I have no plans to vote for either of the major party candidates. I find them both atrocious and it is embarrassing to me as a citizen of the United States of America that we can’t do better than either of them. I can discuss their flaws as candidates all day long.

So I don’t have Trump blindness, that thing where you have to excuse every insane and idiotic thing Trump says because he’s running against Clinton. But also I get that some of his supporters are just destroying non-responsive institutions with the fire they have, not the fire they want. Trump is almost like a virus — but he works as well on his blind fanatics as he does some of his most vociferous critics. There’s this extremism about him that is not healthy. BuzzFeed compared Trump to cancer, saying they won’t publish his ads for the same reason they won’t publish ads for cigarettes.

What if the truth is that he’s just kind of a blowhard with somewhat progressive tendencies toward government authoritarianism? Or maybe an egotist whose governing style would be to make America a bit more concerned about its own welfare? Yeah, he says terrifying things about government power. But that doesn’t make him particularly special relative to recent presidents or other candidates. And while I happen to think Trump is really bad, journalists have been saying that Republican candidates are unacceptable for decades. And they haven’t said it about prominent Democratic candidates, no matter what they do or say about the Bill of Rights, Constitutional governance, or otherwise. The sting has completely worn off.

Still, there is something incoherent about some elites’ cries of existential threats coupled with critiques of violence aimed at his fans. Is it too much to ask everyone to take a deep breath?

4) I Guess Corporations Are People, Too, After All

BuzzFeed’s posturing proves the inanity of whining about Super PACs and Citizens United, the Supreme Court decision that the government may not keep corporations from spending money in favor of or against candidates.

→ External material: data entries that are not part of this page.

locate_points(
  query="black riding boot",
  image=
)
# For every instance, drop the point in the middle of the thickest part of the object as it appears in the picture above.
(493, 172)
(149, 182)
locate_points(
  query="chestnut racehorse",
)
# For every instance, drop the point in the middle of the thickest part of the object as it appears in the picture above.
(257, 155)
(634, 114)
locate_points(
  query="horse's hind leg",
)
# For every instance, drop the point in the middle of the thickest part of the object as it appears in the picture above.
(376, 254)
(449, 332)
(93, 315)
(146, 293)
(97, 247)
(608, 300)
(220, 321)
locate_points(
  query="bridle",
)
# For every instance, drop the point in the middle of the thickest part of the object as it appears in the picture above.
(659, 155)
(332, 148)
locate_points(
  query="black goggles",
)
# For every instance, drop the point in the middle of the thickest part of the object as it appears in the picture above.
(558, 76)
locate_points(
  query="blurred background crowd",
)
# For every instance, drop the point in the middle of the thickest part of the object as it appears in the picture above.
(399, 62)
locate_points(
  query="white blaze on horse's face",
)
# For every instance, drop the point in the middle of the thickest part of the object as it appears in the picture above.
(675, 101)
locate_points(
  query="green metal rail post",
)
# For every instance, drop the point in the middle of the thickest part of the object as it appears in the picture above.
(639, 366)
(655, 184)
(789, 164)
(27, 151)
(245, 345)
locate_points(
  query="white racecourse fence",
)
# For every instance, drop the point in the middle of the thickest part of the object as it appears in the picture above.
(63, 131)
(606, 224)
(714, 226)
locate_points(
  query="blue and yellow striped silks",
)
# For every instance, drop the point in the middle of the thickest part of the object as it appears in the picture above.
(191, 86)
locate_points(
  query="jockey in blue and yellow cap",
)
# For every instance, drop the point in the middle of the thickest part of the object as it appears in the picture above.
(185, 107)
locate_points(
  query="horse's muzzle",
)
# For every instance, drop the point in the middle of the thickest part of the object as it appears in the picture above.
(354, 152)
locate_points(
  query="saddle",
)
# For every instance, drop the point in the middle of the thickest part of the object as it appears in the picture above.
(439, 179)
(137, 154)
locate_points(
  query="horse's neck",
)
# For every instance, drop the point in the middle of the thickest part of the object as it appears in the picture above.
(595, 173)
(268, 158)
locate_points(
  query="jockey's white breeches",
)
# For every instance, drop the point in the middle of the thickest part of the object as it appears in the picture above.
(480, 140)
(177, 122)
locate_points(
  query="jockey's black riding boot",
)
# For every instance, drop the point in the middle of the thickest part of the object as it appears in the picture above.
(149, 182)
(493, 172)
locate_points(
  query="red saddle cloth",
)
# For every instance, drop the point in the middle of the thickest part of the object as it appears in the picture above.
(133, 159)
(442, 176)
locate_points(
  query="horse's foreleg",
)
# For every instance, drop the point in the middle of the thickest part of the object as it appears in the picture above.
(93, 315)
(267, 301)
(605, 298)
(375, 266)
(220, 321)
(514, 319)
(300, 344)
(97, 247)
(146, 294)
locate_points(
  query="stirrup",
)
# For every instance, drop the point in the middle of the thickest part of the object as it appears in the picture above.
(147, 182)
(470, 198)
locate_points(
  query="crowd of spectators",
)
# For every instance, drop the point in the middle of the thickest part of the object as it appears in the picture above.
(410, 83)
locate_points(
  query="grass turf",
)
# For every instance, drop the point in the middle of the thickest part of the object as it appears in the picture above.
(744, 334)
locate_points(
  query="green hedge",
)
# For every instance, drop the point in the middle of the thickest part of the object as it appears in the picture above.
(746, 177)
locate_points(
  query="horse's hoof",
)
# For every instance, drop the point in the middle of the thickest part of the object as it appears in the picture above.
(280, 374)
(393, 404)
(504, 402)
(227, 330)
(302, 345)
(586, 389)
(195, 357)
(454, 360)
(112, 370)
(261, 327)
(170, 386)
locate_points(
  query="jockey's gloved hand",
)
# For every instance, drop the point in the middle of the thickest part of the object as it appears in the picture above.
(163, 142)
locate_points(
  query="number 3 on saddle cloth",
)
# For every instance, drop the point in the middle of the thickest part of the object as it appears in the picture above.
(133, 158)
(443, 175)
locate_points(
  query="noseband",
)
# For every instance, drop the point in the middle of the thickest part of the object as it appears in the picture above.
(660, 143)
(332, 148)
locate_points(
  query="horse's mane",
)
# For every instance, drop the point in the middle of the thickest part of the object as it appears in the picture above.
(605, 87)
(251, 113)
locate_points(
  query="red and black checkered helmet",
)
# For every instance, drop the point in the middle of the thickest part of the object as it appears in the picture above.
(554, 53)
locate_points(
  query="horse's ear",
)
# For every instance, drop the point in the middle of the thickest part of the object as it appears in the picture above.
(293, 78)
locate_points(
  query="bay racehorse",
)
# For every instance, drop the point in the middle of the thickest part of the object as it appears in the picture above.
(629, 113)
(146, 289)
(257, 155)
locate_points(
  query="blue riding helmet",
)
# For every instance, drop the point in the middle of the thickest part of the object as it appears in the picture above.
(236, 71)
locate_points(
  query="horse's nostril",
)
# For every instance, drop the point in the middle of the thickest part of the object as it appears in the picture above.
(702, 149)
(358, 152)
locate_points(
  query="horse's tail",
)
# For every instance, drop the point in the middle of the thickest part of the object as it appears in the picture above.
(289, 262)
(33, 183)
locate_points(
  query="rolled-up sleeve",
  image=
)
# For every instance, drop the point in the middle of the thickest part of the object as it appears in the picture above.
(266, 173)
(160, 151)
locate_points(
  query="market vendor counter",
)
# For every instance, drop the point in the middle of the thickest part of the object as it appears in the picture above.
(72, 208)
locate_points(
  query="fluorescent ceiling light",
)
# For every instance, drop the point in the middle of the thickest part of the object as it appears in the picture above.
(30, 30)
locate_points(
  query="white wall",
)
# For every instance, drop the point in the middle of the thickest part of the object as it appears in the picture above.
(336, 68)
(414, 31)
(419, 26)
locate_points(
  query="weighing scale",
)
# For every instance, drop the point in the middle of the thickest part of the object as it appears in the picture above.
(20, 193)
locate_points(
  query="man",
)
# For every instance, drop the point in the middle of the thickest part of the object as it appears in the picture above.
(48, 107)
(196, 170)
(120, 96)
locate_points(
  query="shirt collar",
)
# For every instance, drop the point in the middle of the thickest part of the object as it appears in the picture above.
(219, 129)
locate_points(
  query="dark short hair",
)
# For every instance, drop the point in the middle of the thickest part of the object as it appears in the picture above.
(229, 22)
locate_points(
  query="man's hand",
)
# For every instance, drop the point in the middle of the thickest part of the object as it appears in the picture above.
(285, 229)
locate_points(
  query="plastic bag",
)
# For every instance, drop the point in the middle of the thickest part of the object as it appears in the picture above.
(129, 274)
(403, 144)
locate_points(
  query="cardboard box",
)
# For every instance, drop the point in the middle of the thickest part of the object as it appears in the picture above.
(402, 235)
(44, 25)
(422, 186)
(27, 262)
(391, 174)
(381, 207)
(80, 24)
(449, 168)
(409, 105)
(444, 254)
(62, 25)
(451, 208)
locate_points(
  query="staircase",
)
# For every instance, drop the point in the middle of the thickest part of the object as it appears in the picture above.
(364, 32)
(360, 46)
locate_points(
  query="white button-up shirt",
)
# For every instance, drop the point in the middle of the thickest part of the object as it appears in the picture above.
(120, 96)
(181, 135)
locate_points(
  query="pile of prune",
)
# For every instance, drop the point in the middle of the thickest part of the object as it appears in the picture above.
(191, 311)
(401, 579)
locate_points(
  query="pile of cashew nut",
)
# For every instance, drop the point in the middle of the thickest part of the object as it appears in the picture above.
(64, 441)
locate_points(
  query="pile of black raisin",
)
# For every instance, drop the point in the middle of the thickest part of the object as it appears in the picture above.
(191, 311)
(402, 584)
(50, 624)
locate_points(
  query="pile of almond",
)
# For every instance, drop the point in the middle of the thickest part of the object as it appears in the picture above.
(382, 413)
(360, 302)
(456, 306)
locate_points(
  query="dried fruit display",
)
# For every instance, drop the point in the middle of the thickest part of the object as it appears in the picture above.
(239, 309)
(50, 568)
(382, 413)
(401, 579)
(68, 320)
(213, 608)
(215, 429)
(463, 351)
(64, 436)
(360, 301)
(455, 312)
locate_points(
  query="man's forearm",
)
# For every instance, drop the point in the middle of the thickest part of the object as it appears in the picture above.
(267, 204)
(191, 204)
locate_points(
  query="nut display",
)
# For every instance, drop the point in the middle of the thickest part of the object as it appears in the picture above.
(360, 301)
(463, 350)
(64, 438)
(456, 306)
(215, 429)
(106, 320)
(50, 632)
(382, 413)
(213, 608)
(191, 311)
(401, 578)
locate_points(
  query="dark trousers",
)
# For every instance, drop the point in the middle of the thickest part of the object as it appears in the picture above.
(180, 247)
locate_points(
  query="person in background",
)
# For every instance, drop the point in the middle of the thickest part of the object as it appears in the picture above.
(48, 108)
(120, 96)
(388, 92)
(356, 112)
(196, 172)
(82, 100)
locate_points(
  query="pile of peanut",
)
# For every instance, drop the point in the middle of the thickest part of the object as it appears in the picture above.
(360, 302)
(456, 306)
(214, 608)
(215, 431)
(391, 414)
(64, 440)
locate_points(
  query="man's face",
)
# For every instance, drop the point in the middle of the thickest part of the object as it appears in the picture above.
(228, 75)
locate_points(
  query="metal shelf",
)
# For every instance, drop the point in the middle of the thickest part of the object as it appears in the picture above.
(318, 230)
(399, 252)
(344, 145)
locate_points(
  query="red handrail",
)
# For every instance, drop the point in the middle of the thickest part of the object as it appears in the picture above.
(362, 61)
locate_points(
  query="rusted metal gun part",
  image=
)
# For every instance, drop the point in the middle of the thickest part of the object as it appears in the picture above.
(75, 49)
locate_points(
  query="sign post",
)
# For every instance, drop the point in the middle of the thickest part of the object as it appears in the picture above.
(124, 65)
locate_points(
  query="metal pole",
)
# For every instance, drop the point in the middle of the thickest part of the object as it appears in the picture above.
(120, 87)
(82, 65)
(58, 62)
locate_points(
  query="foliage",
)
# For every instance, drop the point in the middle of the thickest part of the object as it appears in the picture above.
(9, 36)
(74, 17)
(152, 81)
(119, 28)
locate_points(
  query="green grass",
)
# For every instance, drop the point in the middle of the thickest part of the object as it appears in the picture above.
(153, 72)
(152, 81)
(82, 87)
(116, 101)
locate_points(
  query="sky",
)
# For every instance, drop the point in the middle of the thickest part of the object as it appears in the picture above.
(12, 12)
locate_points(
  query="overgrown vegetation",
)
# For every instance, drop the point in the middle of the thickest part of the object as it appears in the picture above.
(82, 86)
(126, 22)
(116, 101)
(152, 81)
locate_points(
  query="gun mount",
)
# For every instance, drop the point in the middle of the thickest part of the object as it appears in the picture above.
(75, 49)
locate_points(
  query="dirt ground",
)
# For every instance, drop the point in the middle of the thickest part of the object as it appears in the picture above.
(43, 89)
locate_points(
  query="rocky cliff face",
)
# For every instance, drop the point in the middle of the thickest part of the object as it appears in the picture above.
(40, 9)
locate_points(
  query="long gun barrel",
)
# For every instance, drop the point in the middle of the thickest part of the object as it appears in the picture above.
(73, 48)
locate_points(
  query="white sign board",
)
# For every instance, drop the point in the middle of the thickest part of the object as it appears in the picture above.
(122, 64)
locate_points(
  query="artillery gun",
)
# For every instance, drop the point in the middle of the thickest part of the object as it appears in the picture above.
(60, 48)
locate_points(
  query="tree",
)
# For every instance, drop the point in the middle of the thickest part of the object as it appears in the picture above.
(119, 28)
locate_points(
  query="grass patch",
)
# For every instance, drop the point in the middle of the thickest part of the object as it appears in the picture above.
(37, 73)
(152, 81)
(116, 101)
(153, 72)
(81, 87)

Justice Anthony Kennedy wrote the majority opinion, which said, “If the First Amendment has any force, it prohibits Congress from fining or jailing citizens, or associations of citizens, for simply engaging in political speech.”

Facebook tilts its trending topics against conservatives. Buzzfeed refuses to even host ads for an entire political party. Buzzfeed is basically just a Super PAC for Democrats masquerading as a click farm masquerading as a media company. Citizens United whining isn’t about keeping money out of politics. It’s about keeping conservatives out of politics and preventing them from ever getting a fair shake, especially when you have Facebook and BuzzFeed and all the other corporations who are opposed to Republicans doing this kind of nonsense.

5) What Media’s Anti-Conservative Permission Structures Result In

Neontaster put it well:

In a way, the rise of the Trump phenomenon is best explained by things like this BuzzFeed move. Journalists have been building permission structures that enable them to treat conservatives like pariahs. They have failed to feature, much less explain, multiple sides of contentious topics. They have treated journalism like a means to push an agenda, instead of to report and encourage civil discussion. They have behaved as bullies. And bullies’ power is limited.

A recent AP story began:

Trust in the news media is being eroded by perceptions of inaccuracy and bias, fueled in part by Americans’ skepticism about what they read on social media. Just 6 percent of people say they have a lot of confidence in the media…

Nobody cares if BuzzFeed says “No, really, this guy is beyond the pale,” because journalists said that about Mitt Romney. MITT ROMNEY. They have treated every Republican politician to the right of Olympia Snowe as dangerous and unhinged.

BuzzFeed is perpetuating the decline of the media as a voice that matters, not reclaiming high ground.